Nelet, con la gravedad de un _maître d'hôtel_, muy circunspecto desde
que veía en la mesa al tío millonario, sacó de la cocina el plato del
día, la obra maestra de Visanteta, un pescado a la bayonesa que arrancó
a todos un grito de admiración.
--¡Caballeros...! ¡Ni en la mejor fonda!--dijo Rafael--. ¡Ole por la
cocinera!
Don Juan encontró de mal gusto la felicitación, pero admiró la obra.

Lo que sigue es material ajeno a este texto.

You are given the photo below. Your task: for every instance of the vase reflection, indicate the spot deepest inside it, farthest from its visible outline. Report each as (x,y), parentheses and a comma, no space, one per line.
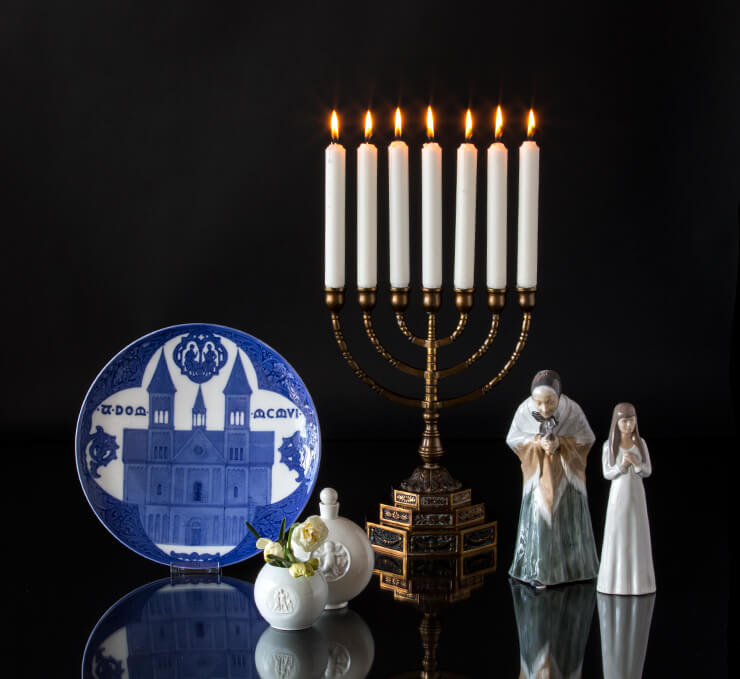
(553,626)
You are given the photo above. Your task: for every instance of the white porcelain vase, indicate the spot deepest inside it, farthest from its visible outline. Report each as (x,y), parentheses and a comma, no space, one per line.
(289,603)
(346,558)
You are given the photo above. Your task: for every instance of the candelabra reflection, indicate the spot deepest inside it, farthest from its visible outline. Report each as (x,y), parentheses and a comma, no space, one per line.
(446,568)
(625,627)
(209,626)
(553,626)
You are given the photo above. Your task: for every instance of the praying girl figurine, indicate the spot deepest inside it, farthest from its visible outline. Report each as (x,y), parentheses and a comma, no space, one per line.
(626,555)
(551,437)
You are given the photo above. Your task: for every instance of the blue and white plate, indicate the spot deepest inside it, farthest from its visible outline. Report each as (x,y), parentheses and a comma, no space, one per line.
(191,431)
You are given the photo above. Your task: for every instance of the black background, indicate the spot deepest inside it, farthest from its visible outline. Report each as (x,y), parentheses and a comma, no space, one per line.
(163,163)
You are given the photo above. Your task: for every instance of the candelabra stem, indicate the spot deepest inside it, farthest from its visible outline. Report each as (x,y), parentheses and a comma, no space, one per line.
(431,476)
(431,449)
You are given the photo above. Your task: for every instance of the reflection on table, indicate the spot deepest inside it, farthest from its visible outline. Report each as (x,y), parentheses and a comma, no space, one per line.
(209,626)
(189,627)
(553,626)
(625,627)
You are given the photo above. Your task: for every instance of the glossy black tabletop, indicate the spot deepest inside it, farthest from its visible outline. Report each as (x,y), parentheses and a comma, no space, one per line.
(72,586)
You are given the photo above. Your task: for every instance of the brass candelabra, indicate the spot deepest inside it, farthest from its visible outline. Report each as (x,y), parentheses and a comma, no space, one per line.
(430,477)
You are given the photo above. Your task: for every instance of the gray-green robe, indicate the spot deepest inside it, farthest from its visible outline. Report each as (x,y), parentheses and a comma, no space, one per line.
(555,540)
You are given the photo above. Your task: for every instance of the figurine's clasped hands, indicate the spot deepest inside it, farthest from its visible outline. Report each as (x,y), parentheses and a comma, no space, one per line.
(549,444)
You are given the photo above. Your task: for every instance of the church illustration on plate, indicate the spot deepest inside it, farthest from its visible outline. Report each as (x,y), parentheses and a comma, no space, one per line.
(197,486)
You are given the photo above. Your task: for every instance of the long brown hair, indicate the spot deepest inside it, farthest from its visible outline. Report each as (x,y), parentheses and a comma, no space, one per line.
(622,410)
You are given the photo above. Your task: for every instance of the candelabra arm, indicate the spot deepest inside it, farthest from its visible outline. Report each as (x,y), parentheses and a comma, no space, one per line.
(465,398)
(414,339)
(492,332)
(344,349)
(367,320)
(461,323)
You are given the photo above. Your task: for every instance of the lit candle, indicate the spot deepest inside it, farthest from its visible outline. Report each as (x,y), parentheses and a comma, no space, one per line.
(529,181)
(398,204)
(334,209)
(467,160)
(496,210)
(367,210)
(431,209)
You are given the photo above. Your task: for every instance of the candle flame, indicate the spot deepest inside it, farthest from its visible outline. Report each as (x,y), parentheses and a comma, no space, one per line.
(334,126)
(499,123)
(468,125)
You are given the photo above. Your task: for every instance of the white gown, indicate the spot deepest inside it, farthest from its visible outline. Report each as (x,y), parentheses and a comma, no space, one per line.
(626,555)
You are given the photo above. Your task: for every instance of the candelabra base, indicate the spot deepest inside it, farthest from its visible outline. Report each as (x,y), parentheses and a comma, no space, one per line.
(430,478)
(433,546)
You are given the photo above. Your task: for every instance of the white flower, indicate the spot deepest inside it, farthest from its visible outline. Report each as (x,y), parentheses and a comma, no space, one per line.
(270,548)
(311,533)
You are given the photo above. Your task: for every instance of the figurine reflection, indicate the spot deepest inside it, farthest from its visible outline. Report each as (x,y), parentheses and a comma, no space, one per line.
(553,628)
(552,438)
(625,627)
(626,555)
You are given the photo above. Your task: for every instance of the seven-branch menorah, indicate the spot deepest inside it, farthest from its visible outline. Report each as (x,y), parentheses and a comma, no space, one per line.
(431,476)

Era una merluza de más de tres libras, que parecía de plomo brillante,
con el escamoso vientre hundido en la salsa, un fresco cogollo de
lechuga en la boca, y en torno de la cola unos cuantos rabanillos
cortados en forma de rosas. La fuente tenía una orla de rodajas de huevo
cocido, y sobre la capa amarillenta que cubría el apetitoso animal, tres
filas de aceitunas y alcaparras marcaban el contorno del lomo y la
espina. Don Juan miraba, con la pala de plata en la mano. ¡Vive Dios,
que le remordía la conciencia destrozar aquella obra de arte! Pero la
cosa se había hecho para comer; y al poco rato, la blanca carne de la
merluza, revuelta con los sabrosos adornos, estaba en todos los platos.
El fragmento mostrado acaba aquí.